Daher ist ganz wichtig, dass auch systemorientiert trainiert wird.
Es gibt vier, fünf Grundübungen, die immer wieder gemacht werden müssen. Fehler, auch kleinste Fehler, wenn sie dem Grundgedanken der jeweiligen Übung zuwiderlaufen, müssen
korrigiert werden. Das ist immens wichtig, um auch im Training höchste Qualität zu erreichen. Nur was im Training akribisch genau erarbeitet wird, kann im Spiel funktionieren. Ein guter Trainer im Konzeptfußball zeichnet sich durch fachliche Kompetenz, durch die
Umsetzung des Fachwissens im Training und Spiel und durch Motivationsfähigkeit aus. Er muss den Spielern vermitteln, warum die jeweilige Übung gemacht wird. Es steigert die
Bereitschaft der Spieler enorm, wenn sie genau erklärt bekommen, wie ihnen eine Übung im Training am Wochenende beim Spiel helfen wird. Hier ist vom Trainer insbesondere
Überzeugungskompetenz verlangt. Ein überzeugter Spieler zeigt mehr Laufbereitschaft und Leidenschaft, beides unabdingbare Bestandteile des Konzeptfußballs.

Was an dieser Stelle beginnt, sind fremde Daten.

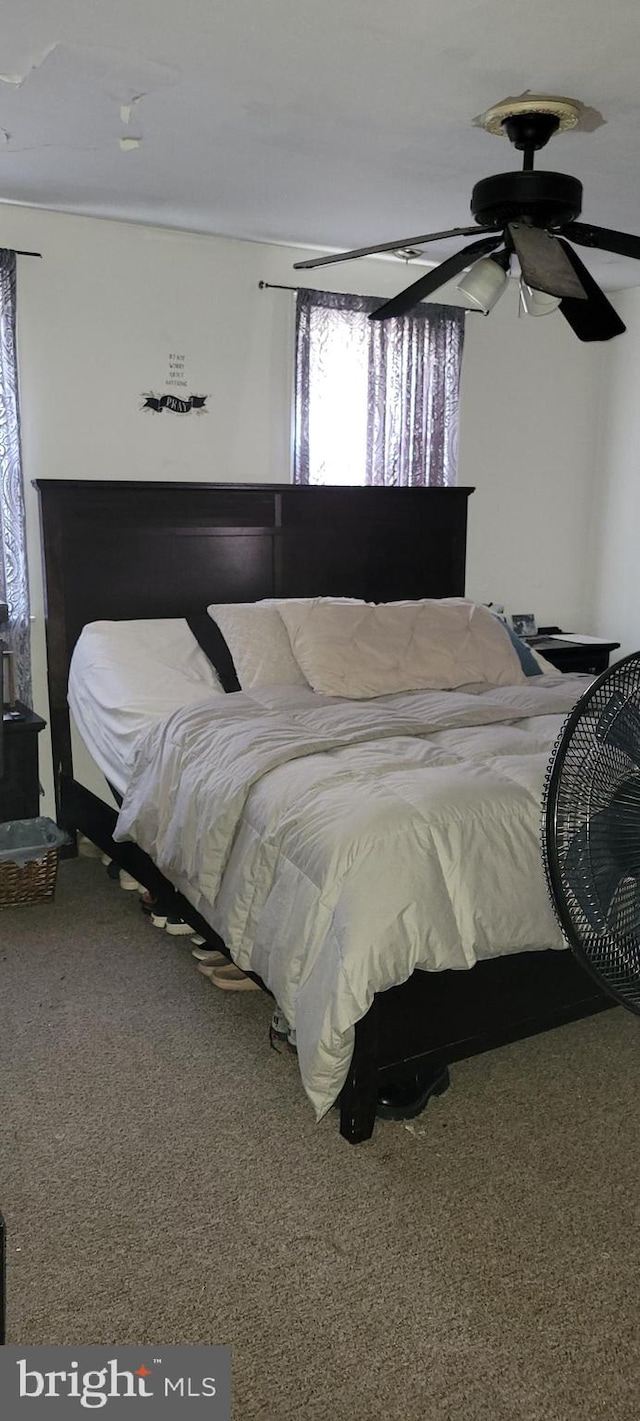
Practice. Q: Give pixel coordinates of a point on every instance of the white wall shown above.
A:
(529, 417)
(616, 508)
(101, 311)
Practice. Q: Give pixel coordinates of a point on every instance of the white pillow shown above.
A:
(259, 643)
(380, 650)
(124, 675)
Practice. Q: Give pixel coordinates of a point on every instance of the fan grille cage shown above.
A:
(590, 830)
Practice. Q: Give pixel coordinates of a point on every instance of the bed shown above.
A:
(141, 550)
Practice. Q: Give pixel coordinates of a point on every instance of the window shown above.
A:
(13, 556)
(376, 401)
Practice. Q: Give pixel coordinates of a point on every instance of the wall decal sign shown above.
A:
(175, 404)
(178, 404)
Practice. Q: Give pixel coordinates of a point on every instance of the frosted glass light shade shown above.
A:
(482, 286)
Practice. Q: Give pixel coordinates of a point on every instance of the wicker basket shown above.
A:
(29, 883)
(29, 868)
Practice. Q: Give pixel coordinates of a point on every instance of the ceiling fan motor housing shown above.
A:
(546, 199)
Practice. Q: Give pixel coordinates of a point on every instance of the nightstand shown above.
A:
(20, 782)
(588, 657)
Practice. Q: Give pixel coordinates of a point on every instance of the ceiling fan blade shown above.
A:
(623, 243)
(544, 263)
(595, 319)
(388, 246)
(434, 279)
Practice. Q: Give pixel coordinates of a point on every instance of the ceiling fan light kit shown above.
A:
(484, 284)
(526, 215)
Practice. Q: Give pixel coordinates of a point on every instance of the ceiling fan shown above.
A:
(529, 215)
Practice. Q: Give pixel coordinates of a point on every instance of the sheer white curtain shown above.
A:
(13, 554)
(376, 401)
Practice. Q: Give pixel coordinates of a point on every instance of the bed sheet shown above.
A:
(124, 677)
(339, 846)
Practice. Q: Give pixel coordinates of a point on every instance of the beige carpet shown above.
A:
(164, 1181)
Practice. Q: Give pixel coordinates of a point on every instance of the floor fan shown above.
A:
(590, 830)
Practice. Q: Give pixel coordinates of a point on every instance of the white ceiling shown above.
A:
(332, 124)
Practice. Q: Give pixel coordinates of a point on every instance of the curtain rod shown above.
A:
(275, 286)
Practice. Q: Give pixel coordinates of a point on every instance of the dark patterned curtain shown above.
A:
(376, 401)
(13, 554)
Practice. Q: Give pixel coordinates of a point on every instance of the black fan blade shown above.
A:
(623, 243)
(388, 246)
(542, 262)
(603, 860)
(595, 319)
(619, 726)
(434, 279)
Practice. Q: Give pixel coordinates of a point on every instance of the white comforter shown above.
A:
(337, 846)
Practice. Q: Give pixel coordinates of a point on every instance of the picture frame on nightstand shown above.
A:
(524, 624)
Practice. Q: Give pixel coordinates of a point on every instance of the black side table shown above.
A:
(588, 657)
(20, 780)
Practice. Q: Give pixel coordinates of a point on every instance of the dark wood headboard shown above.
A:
(125, 549)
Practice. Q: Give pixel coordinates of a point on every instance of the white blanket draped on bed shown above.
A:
(336, 846)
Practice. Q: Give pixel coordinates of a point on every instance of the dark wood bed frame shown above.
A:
(127, 549)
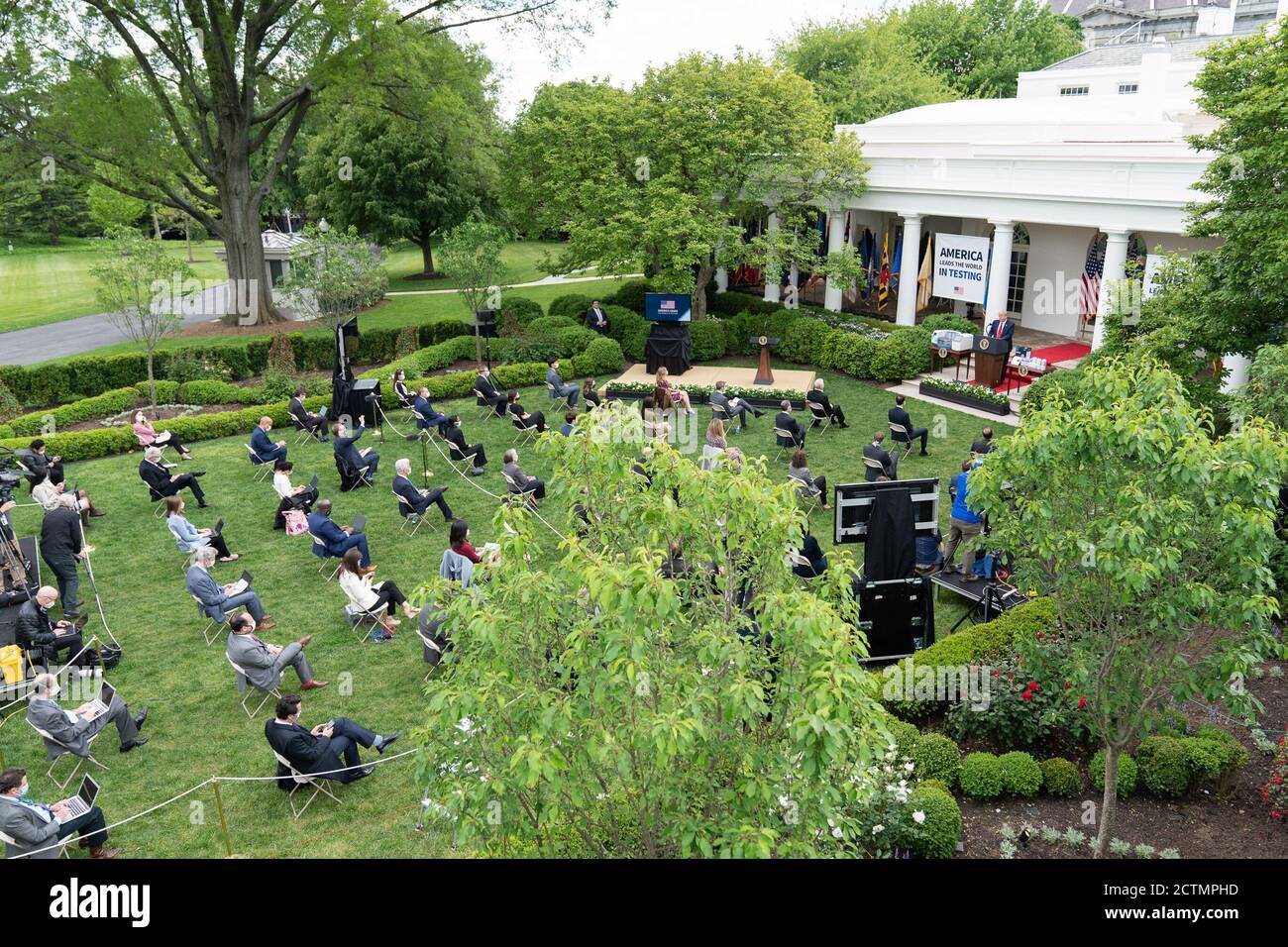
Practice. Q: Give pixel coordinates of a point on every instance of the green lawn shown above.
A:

„Konzeptfußball eröffnet nämlich die Chance, über das Team das Individuum zu schlagen.“
TuS Koblenz Jugendkonzept
Das Jugendkonzept hat die zentrale Aufgabe, jeden Jugendspieler zum Teamspieler im Fußball mit moderner Struktur optimal auszubilden. Es hat das zentrale Ziel, möglichst viele eigene Jugendspieler an den
Lizenzkader heranzuführen, um ein return on investment zu erreichen.
Um dieses Ziel mit möglichst geringen Mitteln zu realisieren, müssen wir mittel- und langfristig dazu kommen, die talentiertesten Kinder im Bereich E/F Jugend
aus der Region an uns zu binden. Desto besser die Breite im unterem Bereich, desto größer ist die Wahrscheinlichkeit Spieler in den Lizenzkader oder in die U23 zu bekommen. Wir müssen mittelfristig in unserer Region eine
wiedererkennende Marke werden. Wir müssen es schaffen entweder selbst mehrere Mannschaften im unteren Bereich spielen zu lassen oder Kooperationen mit Vereinen einzugehen. Wir müssen ab den 11er Mannschaften einen großen Pool von Spielern zur Verfügung haben. Bei einer
Mannschaft mit max. 12 Spielern eines Jahrgangs wird das sehr schwierig. Dies hat auch den Synergieeffekt, dass diese Jugendlichen frühzeitig gut
ausgebildet werden, und ihre jeweiligen Mannschaften ein konstant besetztes und damit eingespieltes Team bilden.
Wir müssen daher zukünftig noch gezielter in den unteren Altersgruppen scouten, die Basis eines kontinuierlichen Konzeptes sind, um in den älteren
Jugendjahrgängen dann nur noch gezielt und vereinzelt entsprechende Mannschaftssteile zu verstärken.
Wichtig: Der Ausbau unseres Scoutingnetzes für die erfolgreiche Umsetzung
unseres Konzeptes ist unerlässlich. (Z. B. Talenttage, Sichtungscamps, Schulprojekte usw.).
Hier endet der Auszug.